The proof that $m^{ed} = m \bmod {pq}$ for all $m \in \mathbb{Z}_N$ can be a bit simplified, based on two main facts:
The easy case: $\gcd(m,N) = 1$: because then $$m = m^1 = m^{ed + k\phi(N)} = m^{ed}\cdot (m^{\phi(N)})^k = m^{ed} \cdot 1^k = m^{ed} \bmod{N}$$
using (1) to simplify $m^{\phi(N)} \bmod{N}$.
On the other hand, if $\gcd(m,N) \neq 1$ we either have $\gcd(m,N) = p$ or $\gcd(m,N) = q$, I'll do the first case, as the second is similar.

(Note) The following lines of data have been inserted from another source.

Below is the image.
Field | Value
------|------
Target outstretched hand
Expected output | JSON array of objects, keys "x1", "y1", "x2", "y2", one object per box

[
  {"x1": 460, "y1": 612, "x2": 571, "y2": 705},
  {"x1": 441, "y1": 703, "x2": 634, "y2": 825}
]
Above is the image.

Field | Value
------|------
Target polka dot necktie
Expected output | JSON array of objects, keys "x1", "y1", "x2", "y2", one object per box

So if $\gcd(m,N) = p$, $m = 0 \bmod{p}$ and so $$m^{ed} = m \bmod{p}\text{.}$$
Modulo $q$ we have (using $\phi(N) = \phi(p)\phi(q)$: $$m = m^{ed + k\phi(p)\phi(q)} = m^{ed}(m^{k\phi(p)})^{\phi(q)}$$ and as $m$ is a multiple of $p$, so is any power of it and hence $\gcd(m^{k(p-1)}, q) = 1$ and we can apply (1) to $q$ and see that $(m^{k\phi(p)})^{\phi(q)} = 1 \bmod{q}$ and so $$m^{ed} = m \bmod{q}\text{.}$$
By (2) we conclude $m = m^{ed} \bmod{pq}$, as required.
All of this has no security implications: if you happen to choose $m$ with $\gcd(m,N) \neq 1$ you have factored $N$ and broken this RSA instance. But $p,q$ are chosen so large that the probability of this happening is very small indeed. It's not a condition that's checked for in software, e.g., as it does not affect correctness. And generating random messages and checking the gcd is not a realistic attack for a 2048 bit modulus.